Politicians using social media in campaigns
People expect to get bombarded with advertisements during election season, but now a mayoral candidate in Saratoga Springs has found a new medium in Facebook.
In recent years, politicians have begun using Facebook by creating candidate pages, inviting people to events and encouraging constituents to "like" them. Now the ante has been raised, as Facebook allows cheap and very targeted advertisements, which Democrat Brent Wilkes is taking advantage of.
"It was a slam dunk to do it," said Wilkes.
He said the advertisements are only seen by demographics that he wants. When designing a Facebook advertisement, a promoter is able to target age, interests and location.
The promotions for Wilkes, who also has a candidate page, appear under a sponsored section and are quite varied in themes and pictures. All of the advertisements, though, encourage viewers to "like" what they see and read. "I think its probably a great way to reach voters, especially younger voters," he said.
Wilkes also has a Twitter account that his wife manages.
By taking advantage of these cheap means of mass exposure, Wilkes said he is demonstrating that he knows how to manage and plan effectively.

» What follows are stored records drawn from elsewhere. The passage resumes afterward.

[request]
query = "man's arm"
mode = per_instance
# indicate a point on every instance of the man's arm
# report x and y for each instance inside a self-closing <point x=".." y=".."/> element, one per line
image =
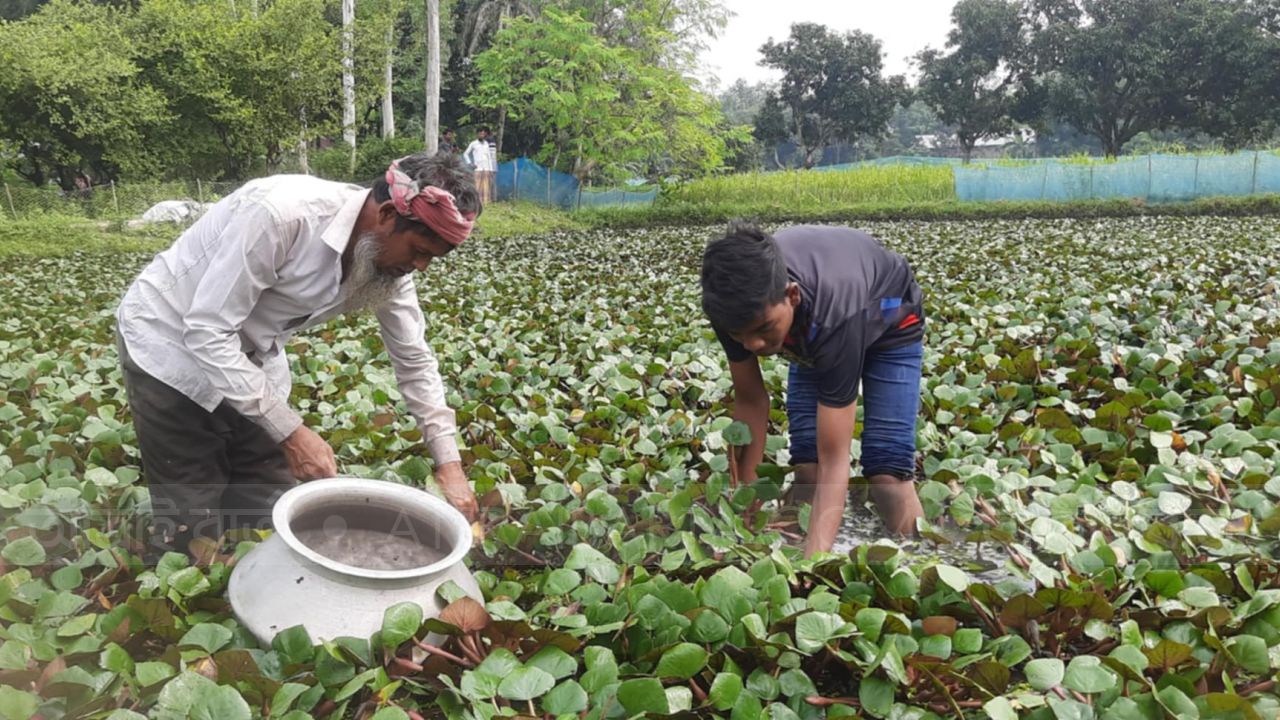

"I think we're trying to use the social media more and more because more and more people are using it," he said. "I'm certainly using it more than my opponent."
Republican incumbent Mayor Scott Johnson has not taken the same steps with social media, but he does have an active candidate page on Facebook.
"It's kind of typical for posting recent events and things coming up," Johnson said. "We set it up just for this campaign."